Question for Hay Wilson in TX: When and where did you go through Wisconsin and see a bunch of clover? I grew up in the Cloverbelt in the northern part of the state, but nowadays clover acres are quite small and sainfoin is not recommended at all.


----------



## markofmuckleford (Jun 30, 2009)

It's interesting that you say sainfoin has gone out of favour. The same has happened in the UK.

I found out about the stuff on a Canadian web page (think it was a univeristy/ or federal site) we struggled to get good seed because it had not been grown for so long. People are interested in it as a forage crop now though locally and out of the fields planted the best plot so far has been the sainfoin. It covers the ground well, winter grazes, puts on good growth and established fast, needs very little inputs and cuts twice in a year and can be grazed twice.
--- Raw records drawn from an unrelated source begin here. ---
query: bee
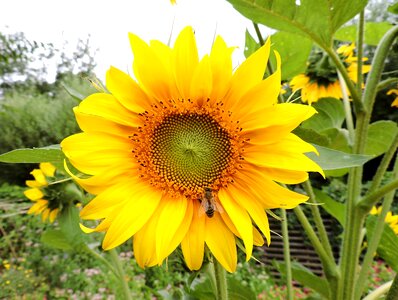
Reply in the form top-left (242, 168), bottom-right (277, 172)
top-left (198, 187), bottom-right (221, 218)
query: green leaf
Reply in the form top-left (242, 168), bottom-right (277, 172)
top-left (387, 3), bottom-right (398, 15)
top-left (228, 0), bottom-right (367, 48)
top-left (271, 31), bottom-right (312, 80)
top-left (0, 145), bottom-right (65, 164)
top-left (58, 205), bottom-right (85, 251)
top-left (243, 30), bottom-right (260, 57)
top-left (273, 261), bottom-right (329, 299)
top-left (302, 98), bottom-right (345, 132)
top-left (366, 215), bottom-right (398, 272)
top-left (334, 22), bottom-right (393, 46)
top-left (365, 120), bottom-right (398, 156)
top-left (314, 189), bottom-right (346, 227)
top-left (227, 277), bottom-right (256, 300)
top-left (40, 229), bottom-right (72, 251)
top-left (305, 145), bottom-right (374, 170)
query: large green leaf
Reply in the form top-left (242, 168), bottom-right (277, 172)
top-left (271, 31), bottom-right (312, 80)
top-left (365, 120), bottom-right (398, 156)
top-left (41, 229), bottom-right (73, 250)
top-left (306, 145), bottom-right (374, 170)
top-left (302, 98), bottom-right (345, 132)
top-left (0, 145), bottom-right (65, 164)
top-left (228, 0), bottom-right (367, 47)
top-left (366, 216), bottom-right (398, 272)
top-left (273, 261), bottom-right (329, 299)
top-left (314, 189), bottom-right (345, 227)
top-left (334, 22), bottom-right (393, 46)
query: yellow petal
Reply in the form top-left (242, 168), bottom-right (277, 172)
top-left (40, 163), bottom-right (56, 177)
top-left (228, 184), bottom-right (271, 245)
top-left (173, 26), bottom-right (199, 99)
top-left (23, 188), bottom-right (44, 201)
top-left (205, 213), bottom-right (237, 273)
top-left (190, 55), bottom-right (212, 105)
top-left (181, 201), bottom-right (206, 270)
top-left (218, 189), bottom-right (253, 261)
top-left (158, 201), bottom-right (195, 265)
top-left (102, 184), bottom-right (161, 250)
top-left (106, 67), bottom-right (151, 113)
top-left (155, 197), bottom-right (189, 262)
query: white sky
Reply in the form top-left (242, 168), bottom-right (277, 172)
top-left (0, 0), bottom-right (272, 80)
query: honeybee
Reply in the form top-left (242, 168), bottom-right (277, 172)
top-left (198, 187), bottom-right (221, 218)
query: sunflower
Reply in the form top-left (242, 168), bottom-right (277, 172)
top-left (61, 27), bottom-right (322, 272)
top-left (24, 163), bottom-right (59, 223)
top-left (387, 89), bottom-right (398, 107)
top-left (290, 43), bottom-right (370, 105)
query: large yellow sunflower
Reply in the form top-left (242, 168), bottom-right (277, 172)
top-left (290, 44), bottom-right (370, 105)
top-left (61, 27), bottom-right (322, 272)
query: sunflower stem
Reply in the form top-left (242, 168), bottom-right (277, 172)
top-left (293, 206), bottom-right (340, 299)
top-left (357, 10), bottom-right (365, 95)
top-left (338, 26), bottom-right (398, 300)
top-left (303, 180), bottom-right (334, 260)
top-left (377, 77), bottom-right (398, 92)
top-left (108, 249), bottom-right (133, 300)
top-left (212, 257), bottom-right (228, 300)
top-left (337, 72), bottom-right (355, 145)
top-left (281, 208), bottom-right (293, 300)
top-left (355, 157), bottom-right (398, 299)
top-left (324, 47), bottom-right (365, 113)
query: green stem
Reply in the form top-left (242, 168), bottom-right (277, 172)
top-left (213, 257), bottom-right (228, 300)
top-left (357, 10), bottom-right (365, 95)
top-left (360, 179), bottom-right (398, 207)
top-left (281, 208), bottom-right (293, 300)
top-left (253, 22), bottom-right (285, 103)
top-left (338, 26), bottom-right (398, 300)
top-left (355, 157), bottom-right (398, 299)
top-left (363, 280), bottom-right (398, 300)
top-left (337, 72), bottom-right (355, 145)
top-left (293, 206), bottom-right (340, 299)
top-left (303, 180), bottom-right (334, 260)
top-left (84, 245), bottom-right (119, 278)
top-left (108, 249), bottom-right (133, 300)
top-left (386, 273), bottom-right (398, 300)
top-left (377, 77), bottom-right (398, 92)
top-left (324, 47), bottom-right (364, 113)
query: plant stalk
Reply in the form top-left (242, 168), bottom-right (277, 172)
top-left (281, 208), bottom-right (294, 300)
top-left (303, 180), bottom-right (334, 260)
top-left (213, 257), bottom-right (228, 300)
top-left (108, 249), bottom-right (133, 300)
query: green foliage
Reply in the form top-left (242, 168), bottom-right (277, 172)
top-left (365, 121), bottom-right (398, 156)
top-left (334, 22), bottom-right (393, 46)
top-left (366, 215), bottom-right (398, 272)
top-left (228, 0), bottom-right (367, 47)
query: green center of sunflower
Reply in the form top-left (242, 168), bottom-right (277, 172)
top-left (150, 114), bottom-right (231, 192)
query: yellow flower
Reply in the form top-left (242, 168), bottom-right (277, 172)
top-left (24, 163), bottom-right (59, 223)
top-left (387, 89), bottom-right (398, 107)
top-left (290, 44), bottom-right (370, 105)
top-left (61, 27), bottom-right (322, 272)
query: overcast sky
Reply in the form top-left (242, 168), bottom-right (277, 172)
top-left (0, 0), bottom-right (270, 79)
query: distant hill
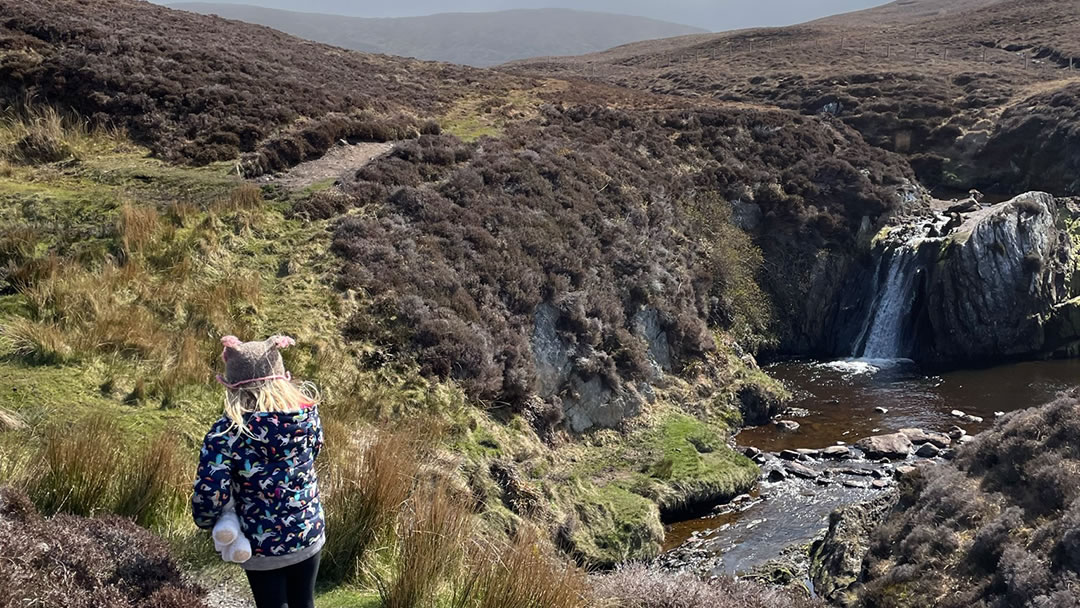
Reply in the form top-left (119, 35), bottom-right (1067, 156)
top-left (170, 2), bottom-right (705, 66)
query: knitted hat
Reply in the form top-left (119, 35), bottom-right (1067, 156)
top-left (217, 336), bottom-right (296, 389)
For an organic system it looks like a goer to me and I'll be trialling it further, I want to combine it for the seed and bale the swath as threshed hay, we'll see what happens and I'll let you know.


----------



## UpNorth (Jun 15, 2009)

Some folks out in Montana swear by Sainfoin. If you're able to establish it easily without weed pressure and other issues then go for it. The establishment is the main issue in many areas. Forage quality is very good, but the tonnage will be less than many other legumes. As far as the honey goes your bees will be collecting from a bunch of other flowers as well. Unless you have the amount of land that the citrus growers in Florida and California have the content of your honey won't be pure clover pollen. Good Luck.


----------



## 3w farms (May 25, 2009)

you talk of a nitrogen fixture of 180kg or 396lbs/ acre you not talking actual lbs of nitrogen are you.


----------



## markofmuckleford (Jun 30, 2009)

No. the overall effect of the nitrogen usage, if we spread N on our fields we loose a lot due to our chalky and easily drained soils. 
So what I was saying is that I'd have to put that much N on to make the field look the same way.


----------



## hayray (Feb 23, 2009)

Sweet clover can be pretty nasty stuff if it gets too ripe. If planted on purpose the main usage is for plow down. Yes, not good for horse buyers and some problems making silage out of it also.


----------



## markofmuckleford (Jun 30, 2009)

Originally when the phacelia was present in the mix (we thought it would come back from seed) the field was intended as a green manure mix with the main emphasis on honey production. The grass has taken over a bit this year and I was wondering if it would be worth cutting for fodder but I'm getting the picture that it isn't.


----------



## hayray (Feb 23, 2009)

If you are going to cut it make sure to do it early. Later in the season the whole stem drys down and the bales will look like woody debris.


----------



## UpNorth (Jun 15, 2009)

I agree with hayray. The hay value is very small unless you want to put in a compost pile or maybe use it as mulch.


----------



## markofmuckleford (Jun 30, 2009)

So taking on board what you're all saying, what is the regrowth habit of the plant? 
If I cut it earlier in the year (say feb) and let it come up to flower for may june for my bees, then cut it back and mulch it in and then cut the regrowth later for hay, like aug sept. Any thoughts?


----------